Note: I initially forgot to mention that we had a single fileserver pair offline
for a large part of the day affecting a small percentage of repositories.
This was a side effect of the network problems and their impact on the
high-availability clustering between the fileserver nodes. My apologies
for missing this on the initial writeup.

Background

To understand the problem on Friday, you first need to understand how
our network is constructed. GitHub has grown incredibly quickly over
the past few years. A consequence of that growth is that our infrastructure
has, at times, struggled to keep up with the growth.

Most recently, we’ve been seeing some significant problems with network
performance throughout our network. Actions that should respond in
under a millisecond were taking several times that long with occasional
spikes to hundreds of times that long. Services that we’ve wanted to
roll out have been blocked by scalability concerns and we’ve had a
number of brief outages that have been the result of the network
straining beyond the breaking point.

The most pressing problem was with the way our network switches were
interconnected. Conceptually, each of our switches were connected to
the switches in the neighboring racks. Any data that had to travel from
a server on one end of the network to a server on the other end had to
pass through all of the switches in between. This design often put
a very large strain on the switches in the middle of the chain and those
links became saturated, slowing down any data that had to pass through
them.

To solve this problem, we purchased additional switches to build what’s
called an aggregation network, which is more of a tree structure.
Network switches at the top of the tree (aggregation swtiches) are
directly connected to switches in each server cabinet (access switches).
This topology assures that data never has to move between more than
3 tiers: The switch in the originating cabinet, the aggregation switches,
and the switch in the destination cabinet. This allows the links between
switches to be much more efficiently used.

What went wrong?

Last week the new aggregation switches finally arrived and were installed in
our datacenter. Due to the lack of available ports in our access
switches, we needed to disconnect access switches, change the
configuration to support the aggregation design, and then reconnect them to
the aggregation switches. Fortunately, we’ve built our network with
redundant switches in each server cabinet and each server is
connected to both of these switches. We generally refer to these as “A”
and “B” switches.

Our plan was to perform this operation on the B switches and observe
the behavior before transitioning to the A switches and completing the
migration. On Thursday, November 29th we made these changes on the B
devices and despite a few small hiccups the process went essentially
according to plan. We were initially encouraged by the data we were
collecting and planned to make similar changes to the A switches the
following morning.

On Friday morning, we began making the changes to bring the A switches
into the new network. We moved one device at a time and the maintenance
proceeded exactly as planned until we reached the final switch. As we
connected the final A switch, we lost connectivity with the B switch in
the same cabinet. Investigating further, we discovered a
misconfiguration on this pair of switches that caused what’s called a
“bridge loop” in the
network. The switches are specifically configured to detect this sort
of problem and to protect the network by disabling links where
they detect an issue, and that’s what happened in this case.

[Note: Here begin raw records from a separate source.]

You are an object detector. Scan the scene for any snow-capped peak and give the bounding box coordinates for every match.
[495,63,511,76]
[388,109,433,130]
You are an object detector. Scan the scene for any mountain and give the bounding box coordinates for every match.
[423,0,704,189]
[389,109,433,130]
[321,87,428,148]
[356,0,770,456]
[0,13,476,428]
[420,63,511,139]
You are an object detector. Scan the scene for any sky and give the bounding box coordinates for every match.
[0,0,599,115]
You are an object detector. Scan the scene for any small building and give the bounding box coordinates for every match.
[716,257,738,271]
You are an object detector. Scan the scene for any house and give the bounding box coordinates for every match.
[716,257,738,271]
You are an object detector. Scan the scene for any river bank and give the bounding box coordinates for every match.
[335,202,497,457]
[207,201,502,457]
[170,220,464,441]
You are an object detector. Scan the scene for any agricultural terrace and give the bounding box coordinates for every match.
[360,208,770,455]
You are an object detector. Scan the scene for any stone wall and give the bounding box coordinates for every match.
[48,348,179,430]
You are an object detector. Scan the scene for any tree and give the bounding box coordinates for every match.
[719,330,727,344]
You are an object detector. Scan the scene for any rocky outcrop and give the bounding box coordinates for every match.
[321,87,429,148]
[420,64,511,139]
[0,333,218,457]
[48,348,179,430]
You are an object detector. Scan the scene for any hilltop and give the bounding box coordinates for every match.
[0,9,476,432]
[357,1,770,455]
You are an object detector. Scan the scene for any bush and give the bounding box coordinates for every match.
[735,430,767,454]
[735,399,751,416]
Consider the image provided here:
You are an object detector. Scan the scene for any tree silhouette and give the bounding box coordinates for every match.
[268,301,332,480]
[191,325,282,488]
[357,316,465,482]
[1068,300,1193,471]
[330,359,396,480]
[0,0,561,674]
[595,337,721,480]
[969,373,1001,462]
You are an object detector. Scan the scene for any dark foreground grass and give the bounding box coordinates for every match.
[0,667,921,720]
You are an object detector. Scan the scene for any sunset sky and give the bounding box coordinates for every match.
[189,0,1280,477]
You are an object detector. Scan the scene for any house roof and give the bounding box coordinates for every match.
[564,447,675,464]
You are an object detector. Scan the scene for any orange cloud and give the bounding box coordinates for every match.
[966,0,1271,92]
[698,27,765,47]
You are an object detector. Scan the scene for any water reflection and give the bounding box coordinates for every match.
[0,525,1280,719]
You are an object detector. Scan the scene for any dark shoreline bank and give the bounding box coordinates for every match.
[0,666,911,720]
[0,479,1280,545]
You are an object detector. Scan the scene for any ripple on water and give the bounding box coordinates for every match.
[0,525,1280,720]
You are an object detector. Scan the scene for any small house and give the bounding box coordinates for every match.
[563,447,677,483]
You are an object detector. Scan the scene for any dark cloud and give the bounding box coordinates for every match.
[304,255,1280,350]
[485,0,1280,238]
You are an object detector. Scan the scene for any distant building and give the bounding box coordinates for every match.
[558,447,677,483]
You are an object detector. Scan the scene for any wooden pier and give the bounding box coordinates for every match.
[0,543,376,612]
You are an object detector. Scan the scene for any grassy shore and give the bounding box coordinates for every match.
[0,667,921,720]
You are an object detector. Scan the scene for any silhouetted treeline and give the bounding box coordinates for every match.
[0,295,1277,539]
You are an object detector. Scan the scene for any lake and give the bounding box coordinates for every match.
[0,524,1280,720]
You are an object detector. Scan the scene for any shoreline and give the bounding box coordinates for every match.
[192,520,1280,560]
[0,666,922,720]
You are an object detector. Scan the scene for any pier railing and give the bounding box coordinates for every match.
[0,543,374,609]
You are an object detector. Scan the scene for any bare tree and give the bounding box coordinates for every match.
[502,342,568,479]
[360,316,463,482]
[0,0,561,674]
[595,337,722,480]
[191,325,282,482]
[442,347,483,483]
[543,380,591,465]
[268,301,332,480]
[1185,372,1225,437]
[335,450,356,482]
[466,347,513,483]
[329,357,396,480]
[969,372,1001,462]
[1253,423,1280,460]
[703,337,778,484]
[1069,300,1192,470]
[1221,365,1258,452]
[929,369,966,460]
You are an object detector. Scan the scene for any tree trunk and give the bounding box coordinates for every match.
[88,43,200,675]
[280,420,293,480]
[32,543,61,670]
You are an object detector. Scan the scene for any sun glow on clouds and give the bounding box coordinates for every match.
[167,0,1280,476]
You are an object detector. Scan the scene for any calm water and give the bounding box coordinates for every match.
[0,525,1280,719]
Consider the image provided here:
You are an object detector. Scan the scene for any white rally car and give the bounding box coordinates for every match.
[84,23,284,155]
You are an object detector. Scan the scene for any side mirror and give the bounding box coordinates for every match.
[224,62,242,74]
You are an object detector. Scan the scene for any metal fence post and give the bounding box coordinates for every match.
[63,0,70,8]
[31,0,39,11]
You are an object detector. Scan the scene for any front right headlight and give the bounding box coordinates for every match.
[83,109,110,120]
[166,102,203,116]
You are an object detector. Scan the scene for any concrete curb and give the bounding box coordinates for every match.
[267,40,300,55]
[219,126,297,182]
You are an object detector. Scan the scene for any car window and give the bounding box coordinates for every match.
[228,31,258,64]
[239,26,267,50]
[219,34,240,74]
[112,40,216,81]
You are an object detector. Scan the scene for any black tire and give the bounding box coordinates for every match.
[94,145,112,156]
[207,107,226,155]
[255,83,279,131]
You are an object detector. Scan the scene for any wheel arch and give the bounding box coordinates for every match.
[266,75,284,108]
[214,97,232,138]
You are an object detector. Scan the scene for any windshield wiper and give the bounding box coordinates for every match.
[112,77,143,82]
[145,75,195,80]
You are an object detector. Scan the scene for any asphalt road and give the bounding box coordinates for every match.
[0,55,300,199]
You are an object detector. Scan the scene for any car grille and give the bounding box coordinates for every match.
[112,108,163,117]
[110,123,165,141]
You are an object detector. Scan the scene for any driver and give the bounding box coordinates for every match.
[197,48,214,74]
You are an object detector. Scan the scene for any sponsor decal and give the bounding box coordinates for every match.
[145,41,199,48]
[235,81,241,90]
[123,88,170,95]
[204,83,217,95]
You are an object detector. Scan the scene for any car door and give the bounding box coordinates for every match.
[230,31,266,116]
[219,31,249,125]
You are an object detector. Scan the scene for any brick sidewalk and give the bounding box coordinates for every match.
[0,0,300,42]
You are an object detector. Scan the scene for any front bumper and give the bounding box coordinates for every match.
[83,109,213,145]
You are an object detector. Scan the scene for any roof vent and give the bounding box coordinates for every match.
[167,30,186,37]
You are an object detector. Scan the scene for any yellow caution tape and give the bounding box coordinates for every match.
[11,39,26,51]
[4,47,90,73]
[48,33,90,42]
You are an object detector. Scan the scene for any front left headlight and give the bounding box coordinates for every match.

We were able to quickly resolve the initial problem and return the
affected B switch to service, completing the migration. Unfortunately,
we were not seeing the performance levels we expected. As we
dug deeper we saw that all of the connections between the access
switches and the aggregation switches were completely
saturated. We initially diagnosed this as a “broadcast
storm”
which is one
possible consequence of a bridge loop that goes undetected.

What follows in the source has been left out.